# Rate my HTPC build



## daveroberts (Jun 10, 2009)

Case: Silverstone LC13B-E
PSU: Antec earthwatts EA500 500W 80 PLUS
Motherboard: Gigabyte GA-EP45-UD3LR LGA 775 ATX
CPU: Intel E5200
RAM: Kingston 4GB DDR2
Video: nVidia Palit 9600GT
Storage: Western Digital 1TB 3.5 drive
Blueray: LG drive
TV Tuner: Hauppauge ATSC
Wireless Adapter
OS: Win 7 64-bit

Keyboard: Logitech DiNovo
Mouse: Logitech MX Revolution

I'm looking for recommendations. We want to game and watch movies. We'll be sitting about 10 ft away from the system and TV.


----------



## tonyvdb (Sep 5, 2007)

Hi Dave, Welcome to the Shack.

I'm not 100% sure but Intel still as of last year had issues switching between 32bit and 64bit processes if your going to be running 32bit applications you would be better off using an AMD processor.


----------



## daveroberts (Jun 10, 2009)

Thanks for the reply! I happen to be running with an e5200 in my system right now and haven't had any trouble so far, but I'll keep my eyes open. I'm not really in love with Intel or the motherboard I'm planning on getting, so if anyone can suggest a new motherboard + CPU combo, that will still stay cool (<=65W) as well as quiet, I'd love to hear!


----------



## Mike P. (Apr 6, 2007)

> OS: Win 7 64-bit


That's been called "Vista done right". How do you like it so far?


----------



## daveroberts (Jun 10, 2009)

Most of my complaints are from the 64-bit part of it, not the Win 7 part. There's a bunch of odd applications which don't function in 64 bit: I can't VPN into my work PC, and GameTap doesn't support 64-bit Windows. It's 2009 and if your application doesn't work on a 64-bit platform, you're late to the party.
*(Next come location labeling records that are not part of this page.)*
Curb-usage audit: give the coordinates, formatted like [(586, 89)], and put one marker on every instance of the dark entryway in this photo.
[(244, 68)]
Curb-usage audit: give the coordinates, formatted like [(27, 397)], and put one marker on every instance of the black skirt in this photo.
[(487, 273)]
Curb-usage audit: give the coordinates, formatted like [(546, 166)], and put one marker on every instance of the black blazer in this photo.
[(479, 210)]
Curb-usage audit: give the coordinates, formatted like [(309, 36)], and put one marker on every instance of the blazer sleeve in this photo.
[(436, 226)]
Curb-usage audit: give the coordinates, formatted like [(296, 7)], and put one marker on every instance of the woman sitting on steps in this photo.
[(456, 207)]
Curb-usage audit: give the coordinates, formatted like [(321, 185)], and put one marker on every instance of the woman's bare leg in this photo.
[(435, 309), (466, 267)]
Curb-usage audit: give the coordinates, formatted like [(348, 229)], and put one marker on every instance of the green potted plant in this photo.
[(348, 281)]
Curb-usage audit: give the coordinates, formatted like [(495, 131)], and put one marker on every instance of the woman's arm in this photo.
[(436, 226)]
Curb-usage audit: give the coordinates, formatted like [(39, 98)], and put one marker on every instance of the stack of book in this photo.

I'm not a huge fan of the new taskbar and they've eliminated the classic task bar. When I used Vista, I turned off UAC, so that change isn't a big difference to me, and is probably the biggest one users will see. There's a slightly nicer interface to switch wireless networks. I like the ability to maximize an app to half the screen. I use that all the time for two explorer windows while moving and copying files, but I would have rather just had a multi-paned explorer with which to begin. Other than that, the differences seem small to me.


----------